Neuer Tarif auch für Bestandskunden
Auch Bestandskunden können, wie Verbund-Pressesprecherin Ingun
Metelko erläuterte, in die neue Tarifstruktur wechseln und erhalten
die nächsten 12 Monate ebenfalls den Rabatt von 3 Cent pro kWh.
Kundinnen und Kunden, die in den vergangenen 12 Monaten zum Verbund
gewechselt sind und derzeit von der Aktion "5 Monate Gratisstrom"
profitieren, können nach Ablauf der 12-monatigen
Mindestvertragslaufzeit ebenfalls auf den neuen Tarif wechseln.
Verbund-Chef Michael Strugl hatte im Jänner einen neuen
"Österreich-Tarif" für unter 10 Cent netto pro kWh angekündigt, was
von Kanzler Christian Stocker (ÖVP) als "großer Schritt" hin zu
"günstigen Energiepreisen" gesehen wurde. Auch andere
Regierungsmitglieder begrüßten die damalige Ankündigung.

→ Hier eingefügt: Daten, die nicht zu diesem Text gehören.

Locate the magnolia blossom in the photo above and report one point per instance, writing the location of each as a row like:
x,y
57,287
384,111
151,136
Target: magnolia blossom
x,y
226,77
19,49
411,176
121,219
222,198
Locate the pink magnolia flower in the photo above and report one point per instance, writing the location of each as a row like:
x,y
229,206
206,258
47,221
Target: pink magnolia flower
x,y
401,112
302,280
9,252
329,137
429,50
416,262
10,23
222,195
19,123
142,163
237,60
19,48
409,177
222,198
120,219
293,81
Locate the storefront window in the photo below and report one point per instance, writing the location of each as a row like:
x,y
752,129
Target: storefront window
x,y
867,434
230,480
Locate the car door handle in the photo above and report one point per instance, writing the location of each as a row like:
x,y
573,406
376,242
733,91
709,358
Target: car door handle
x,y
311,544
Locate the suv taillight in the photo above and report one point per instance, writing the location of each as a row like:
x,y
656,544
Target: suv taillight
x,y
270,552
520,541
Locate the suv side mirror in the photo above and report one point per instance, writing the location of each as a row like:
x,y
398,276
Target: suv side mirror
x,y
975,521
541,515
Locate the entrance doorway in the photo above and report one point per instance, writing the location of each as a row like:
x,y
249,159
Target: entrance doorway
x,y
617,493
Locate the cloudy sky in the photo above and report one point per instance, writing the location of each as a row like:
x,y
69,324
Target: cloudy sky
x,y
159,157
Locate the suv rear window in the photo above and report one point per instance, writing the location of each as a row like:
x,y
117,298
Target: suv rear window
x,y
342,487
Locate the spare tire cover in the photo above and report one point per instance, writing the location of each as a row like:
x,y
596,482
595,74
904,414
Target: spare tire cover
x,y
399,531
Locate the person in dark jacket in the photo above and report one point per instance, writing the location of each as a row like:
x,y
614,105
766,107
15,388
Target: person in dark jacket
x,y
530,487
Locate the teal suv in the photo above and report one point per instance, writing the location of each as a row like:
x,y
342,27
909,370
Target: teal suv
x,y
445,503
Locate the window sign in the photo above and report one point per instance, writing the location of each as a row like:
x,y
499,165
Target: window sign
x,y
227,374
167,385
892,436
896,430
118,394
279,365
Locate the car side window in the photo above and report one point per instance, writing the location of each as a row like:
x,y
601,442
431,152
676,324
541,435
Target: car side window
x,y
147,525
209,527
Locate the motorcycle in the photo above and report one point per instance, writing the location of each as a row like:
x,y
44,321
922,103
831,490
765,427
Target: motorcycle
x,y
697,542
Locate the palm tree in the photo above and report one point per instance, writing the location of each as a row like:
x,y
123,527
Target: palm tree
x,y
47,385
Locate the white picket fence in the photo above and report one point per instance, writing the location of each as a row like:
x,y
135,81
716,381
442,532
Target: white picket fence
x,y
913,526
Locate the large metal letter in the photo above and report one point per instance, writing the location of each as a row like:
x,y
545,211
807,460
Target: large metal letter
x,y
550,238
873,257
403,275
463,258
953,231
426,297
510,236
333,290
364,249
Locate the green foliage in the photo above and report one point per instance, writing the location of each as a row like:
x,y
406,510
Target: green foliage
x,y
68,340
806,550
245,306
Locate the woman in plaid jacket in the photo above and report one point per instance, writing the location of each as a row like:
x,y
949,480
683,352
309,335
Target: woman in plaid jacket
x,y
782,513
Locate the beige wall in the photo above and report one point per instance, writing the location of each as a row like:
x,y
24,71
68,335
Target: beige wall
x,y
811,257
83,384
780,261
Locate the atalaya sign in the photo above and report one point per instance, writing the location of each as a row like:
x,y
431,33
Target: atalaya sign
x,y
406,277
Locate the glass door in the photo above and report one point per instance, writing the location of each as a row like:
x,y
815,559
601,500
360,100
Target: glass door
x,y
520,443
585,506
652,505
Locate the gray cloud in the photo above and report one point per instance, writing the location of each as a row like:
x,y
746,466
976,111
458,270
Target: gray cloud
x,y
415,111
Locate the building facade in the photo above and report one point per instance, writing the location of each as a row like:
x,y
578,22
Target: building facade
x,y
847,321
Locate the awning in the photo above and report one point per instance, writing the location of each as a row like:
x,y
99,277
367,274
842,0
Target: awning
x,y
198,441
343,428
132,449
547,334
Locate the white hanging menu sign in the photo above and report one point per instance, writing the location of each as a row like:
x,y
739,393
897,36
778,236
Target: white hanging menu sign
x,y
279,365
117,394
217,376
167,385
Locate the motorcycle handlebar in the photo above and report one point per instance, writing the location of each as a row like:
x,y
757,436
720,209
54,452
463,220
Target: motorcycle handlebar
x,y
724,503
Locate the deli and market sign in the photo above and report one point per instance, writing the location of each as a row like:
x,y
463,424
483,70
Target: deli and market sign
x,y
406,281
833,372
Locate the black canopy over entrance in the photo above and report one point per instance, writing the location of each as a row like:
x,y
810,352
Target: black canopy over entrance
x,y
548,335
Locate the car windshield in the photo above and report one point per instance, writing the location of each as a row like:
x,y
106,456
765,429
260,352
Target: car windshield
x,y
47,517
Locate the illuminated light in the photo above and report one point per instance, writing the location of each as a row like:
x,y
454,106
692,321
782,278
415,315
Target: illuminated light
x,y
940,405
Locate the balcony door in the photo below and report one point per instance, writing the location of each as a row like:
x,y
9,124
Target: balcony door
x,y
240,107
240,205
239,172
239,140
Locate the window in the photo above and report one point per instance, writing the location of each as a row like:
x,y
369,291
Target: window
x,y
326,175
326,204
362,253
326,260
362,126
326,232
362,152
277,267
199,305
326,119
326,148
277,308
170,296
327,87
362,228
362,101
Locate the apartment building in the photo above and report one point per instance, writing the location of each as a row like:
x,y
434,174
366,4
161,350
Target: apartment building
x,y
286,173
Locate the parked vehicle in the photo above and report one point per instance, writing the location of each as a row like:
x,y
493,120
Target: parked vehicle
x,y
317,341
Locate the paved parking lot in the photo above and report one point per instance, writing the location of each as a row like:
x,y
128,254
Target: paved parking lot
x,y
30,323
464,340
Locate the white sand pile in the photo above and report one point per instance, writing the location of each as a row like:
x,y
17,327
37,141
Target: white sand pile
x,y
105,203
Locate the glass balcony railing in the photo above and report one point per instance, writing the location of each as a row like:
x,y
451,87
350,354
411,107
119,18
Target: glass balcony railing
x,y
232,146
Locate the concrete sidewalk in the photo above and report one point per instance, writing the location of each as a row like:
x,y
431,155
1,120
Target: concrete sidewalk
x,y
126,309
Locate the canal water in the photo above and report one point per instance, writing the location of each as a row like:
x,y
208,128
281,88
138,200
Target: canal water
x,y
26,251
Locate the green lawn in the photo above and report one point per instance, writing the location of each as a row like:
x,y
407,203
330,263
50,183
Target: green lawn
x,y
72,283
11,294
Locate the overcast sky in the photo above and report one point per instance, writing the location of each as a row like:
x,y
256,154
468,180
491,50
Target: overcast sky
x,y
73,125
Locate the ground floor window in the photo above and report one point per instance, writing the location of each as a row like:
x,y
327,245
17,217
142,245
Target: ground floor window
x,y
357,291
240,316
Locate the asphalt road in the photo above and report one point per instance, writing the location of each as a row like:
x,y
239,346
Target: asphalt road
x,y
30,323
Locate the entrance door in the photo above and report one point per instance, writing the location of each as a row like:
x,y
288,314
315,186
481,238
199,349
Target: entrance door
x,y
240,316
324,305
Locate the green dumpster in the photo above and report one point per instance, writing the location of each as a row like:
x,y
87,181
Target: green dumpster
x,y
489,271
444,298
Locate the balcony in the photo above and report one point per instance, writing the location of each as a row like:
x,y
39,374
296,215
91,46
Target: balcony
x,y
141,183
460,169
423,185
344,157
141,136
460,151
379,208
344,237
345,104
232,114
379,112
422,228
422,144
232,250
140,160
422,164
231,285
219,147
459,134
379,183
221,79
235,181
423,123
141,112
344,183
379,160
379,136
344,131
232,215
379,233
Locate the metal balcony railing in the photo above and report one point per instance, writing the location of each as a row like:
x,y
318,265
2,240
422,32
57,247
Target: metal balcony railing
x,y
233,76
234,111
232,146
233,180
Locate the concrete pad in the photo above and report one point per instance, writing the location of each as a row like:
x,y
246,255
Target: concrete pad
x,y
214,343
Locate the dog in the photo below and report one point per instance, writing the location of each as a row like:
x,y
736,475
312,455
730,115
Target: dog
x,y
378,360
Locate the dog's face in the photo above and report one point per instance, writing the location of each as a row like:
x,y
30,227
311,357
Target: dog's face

Der Netto-Strompreis macht rund ein Drittel auf der endgültigen
Stromrechnung aus und kann vom Kunden selbst gewählt - und durch
Preisvergleiche gesenkt - werden. Die restlichen zwei Drittel
entfallen auf Netzkosten und Steuern und Abgaben und hängen vom
jeweiligen Netzgebiet und Wohnort ab.
Vor der Gaskrise kostete Strom fünf bis sieben Cent netto
2022 hatte die Gaskrise nach dem russischen Angriff auf die
Ukraine auch auf den Strommarkt durchgeschlagen. Kostete Strom in
Österreich davor während der Corona-Pandemie oft nur fünf bis sieben
Cent netto pro Kilowattstunde, stiegen die Preise am Höhepunkt der
Energiekrise auf teils über 30 Cent und für Neukunden sogar auf über
40 Cent. Der Verbund senkte für Bestandskunden Mitte 2024 von 23,9
auf 19,70 Cent und Mitte 2024 weiter auf 15,60 Cent.